Amaya also argued that Marmaxx’s notice of removal was untimely because it was filed more than 30 days after Amaya served TJ Maxx. Dkt. 8, at 5. Marmaxx responds that the deadline to remove this lawsuit was 30 days after Marmaxx filed its answer, not 30 days after Amaya served TJ Maxx. Dkt. 9, at 7. In reply, Amaya insists that the 30-day deadline for removal was triggered by her substitute service on TJ Maxx through its last known agent via certified mail. Dkts. 11, at 5; 8-2; 8-3.
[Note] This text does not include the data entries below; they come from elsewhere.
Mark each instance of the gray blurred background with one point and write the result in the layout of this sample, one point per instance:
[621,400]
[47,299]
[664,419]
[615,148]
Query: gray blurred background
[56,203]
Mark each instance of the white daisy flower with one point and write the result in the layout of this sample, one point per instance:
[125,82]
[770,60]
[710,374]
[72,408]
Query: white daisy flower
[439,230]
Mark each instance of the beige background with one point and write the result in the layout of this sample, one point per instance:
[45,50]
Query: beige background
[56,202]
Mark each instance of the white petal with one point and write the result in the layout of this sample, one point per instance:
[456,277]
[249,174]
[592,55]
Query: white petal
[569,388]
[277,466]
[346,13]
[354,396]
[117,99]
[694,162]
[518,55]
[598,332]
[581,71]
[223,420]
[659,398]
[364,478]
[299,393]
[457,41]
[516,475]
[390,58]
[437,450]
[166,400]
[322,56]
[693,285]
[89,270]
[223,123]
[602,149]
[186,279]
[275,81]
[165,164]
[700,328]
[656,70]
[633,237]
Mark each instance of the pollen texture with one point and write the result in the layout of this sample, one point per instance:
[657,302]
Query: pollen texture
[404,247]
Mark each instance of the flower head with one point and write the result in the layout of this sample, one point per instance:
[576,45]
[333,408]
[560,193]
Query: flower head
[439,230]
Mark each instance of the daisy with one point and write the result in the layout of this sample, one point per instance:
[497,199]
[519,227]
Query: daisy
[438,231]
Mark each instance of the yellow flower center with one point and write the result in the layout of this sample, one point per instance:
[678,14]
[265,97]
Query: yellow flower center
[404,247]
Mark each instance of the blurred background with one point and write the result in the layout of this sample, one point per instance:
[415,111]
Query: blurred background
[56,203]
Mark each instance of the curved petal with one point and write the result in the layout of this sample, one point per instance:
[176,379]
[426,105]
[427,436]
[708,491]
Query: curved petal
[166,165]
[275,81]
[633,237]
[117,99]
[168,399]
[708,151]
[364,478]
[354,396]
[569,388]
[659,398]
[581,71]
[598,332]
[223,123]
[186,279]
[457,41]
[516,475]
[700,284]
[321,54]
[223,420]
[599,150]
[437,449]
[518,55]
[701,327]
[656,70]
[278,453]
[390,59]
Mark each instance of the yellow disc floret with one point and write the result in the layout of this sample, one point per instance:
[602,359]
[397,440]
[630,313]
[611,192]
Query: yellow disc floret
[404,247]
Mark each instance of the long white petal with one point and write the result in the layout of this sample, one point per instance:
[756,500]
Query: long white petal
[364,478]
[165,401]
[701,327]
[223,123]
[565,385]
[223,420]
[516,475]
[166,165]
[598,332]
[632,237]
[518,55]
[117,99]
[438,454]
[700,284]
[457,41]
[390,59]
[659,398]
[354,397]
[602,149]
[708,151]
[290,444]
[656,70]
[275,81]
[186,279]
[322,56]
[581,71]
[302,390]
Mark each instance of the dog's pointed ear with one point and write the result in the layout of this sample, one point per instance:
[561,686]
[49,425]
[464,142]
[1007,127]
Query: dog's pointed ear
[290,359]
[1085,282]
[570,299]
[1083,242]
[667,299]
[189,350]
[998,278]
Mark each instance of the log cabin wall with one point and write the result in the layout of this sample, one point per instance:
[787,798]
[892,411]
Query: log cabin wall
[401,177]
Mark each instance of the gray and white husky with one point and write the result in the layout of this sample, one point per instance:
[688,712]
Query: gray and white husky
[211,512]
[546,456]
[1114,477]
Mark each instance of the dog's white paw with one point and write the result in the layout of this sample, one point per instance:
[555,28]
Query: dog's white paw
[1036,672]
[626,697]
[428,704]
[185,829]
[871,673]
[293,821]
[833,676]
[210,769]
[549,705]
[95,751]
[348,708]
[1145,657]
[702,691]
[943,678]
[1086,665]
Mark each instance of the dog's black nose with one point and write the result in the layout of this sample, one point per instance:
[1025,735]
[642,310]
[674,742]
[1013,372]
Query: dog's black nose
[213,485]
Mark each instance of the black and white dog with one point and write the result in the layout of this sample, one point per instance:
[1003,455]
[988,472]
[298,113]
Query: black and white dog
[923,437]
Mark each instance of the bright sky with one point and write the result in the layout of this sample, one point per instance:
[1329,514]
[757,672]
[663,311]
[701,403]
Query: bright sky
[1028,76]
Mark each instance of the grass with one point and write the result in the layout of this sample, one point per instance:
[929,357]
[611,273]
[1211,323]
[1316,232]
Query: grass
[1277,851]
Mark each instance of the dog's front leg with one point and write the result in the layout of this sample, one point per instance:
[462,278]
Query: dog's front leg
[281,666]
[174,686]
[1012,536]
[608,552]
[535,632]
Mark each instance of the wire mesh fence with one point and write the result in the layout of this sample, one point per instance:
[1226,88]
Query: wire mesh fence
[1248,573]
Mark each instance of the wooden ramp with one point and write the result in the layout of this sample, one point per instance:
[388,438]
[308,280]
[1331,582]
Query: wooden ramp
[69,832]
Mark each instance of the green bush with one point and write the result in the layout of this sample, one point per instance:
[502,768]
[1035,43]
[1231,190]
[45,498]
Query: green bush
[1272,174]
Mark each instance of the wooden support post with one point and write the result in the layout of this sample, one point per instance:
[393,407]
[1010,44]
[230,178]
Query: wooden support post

“The notice of removal of a civil action or proceeding shall be filed within 30 days after the receipt by the defendant, through service or otherwise, of a copy of the initial pleading.” 28 U.S.C. § 1446(b). Under section 1446(b), a defendant’s deadline to remove a case is triggered by (1) “simultaneous service of the summons and complaint,” or (2) “receipt of the complaint, ‘through service or otherwise,’ after and apart from service of the summons, but not by mere receipt of the complaint unattended by any formal service.” Murphy Bros., Inc. v. Michetti Pipe Stringing, Inc., 526 U.S. 344, 347-48 (1999). “If a defendant is never properly served, the thirty-day limit for filing a notice of removal does not commence to run.” Shakouri v. Davis, 923
F.3d 407, 409-10 (5th Cir. 2019). For a defendant that has not been properly served, the 30-day period begins on the date on which the defendant filed an answer in state court. Esquivel v. LA Carrier, 578 F. Supp. 3d 841, 845-46 (W.D. Tex. 2022) (“[T]he Court concludes that for an unserved or improperly served defendant, filing an answer in state court commences the running of the thirty-day removal period under Section 1446(b).”). Although Amaya served TJ Maxx through substitute service, she did not allege
or argue that she ever served Marmaxx. Dkt. 8, at 5 (arguing that “[t]he named defendant was deemed served as of July 7, 2025, when the return of service was filed with the state court”); 8-3 (affidavit of service for TJ Maxx). Given that Marmaxx was never properly served with Amaya’s state-court petition, the 30-day timeframe for it to remove this case did not commence to run until Marmaxx filed its answer in state court on September 23, 2025. Dkt. 1-3, at 50-58. Marmaxx removed this case within
30 days of filing its answer in state court. Dkts. 1-3, at 50-58; 1 (filed October 20, 2025); see also Esquivel, 578 F. Supp. 3d at 846 (finding removal by unserved defendant timely where notice of removal was filed within 30 days of defendant having filed answer in state court). The undersigned finds that Marmaxx’s notice of removal was timely filed. IV. RECOMMENDATION In accordance with the above discussion, the undersigned RECOMMENDS that the District Judge DENY Amaya’s motion to remand, Dkt. 8. V. WARNINGS The parties may file objections to this report and recommendation. A party filing objections must specifically identify those findings or recommendations to which objections are being made. The District Judge need not consider frivolous, conclusive, or general objections. See Battle v. United States Parole Comm'n, 834 F.2d 419, 421 (5th Cir. 1987). A party’s failure to file written objections to the proposed findings and recommendations contained in this report within fourteen days after the party is served with a copy of the report shall bar that party from de novo review by the District Judge of the proposed findings and recommendations in the report and, except upon grounds of plain error, shall bar the party from appellate review of unobjected-to proposed factual findings and legal conclusions accepted by the District Judge. See 28 U.S.C. § 636(b)(1)(C); Thomas v. Arn, 474 U.S. 140, 150-53 (1985); Douglass v. United Servs. Auto. Assn, 79 F.3d 1415, 1428-29 (5th Cir. 1996) (en banc). SIGNED March 5, 2026.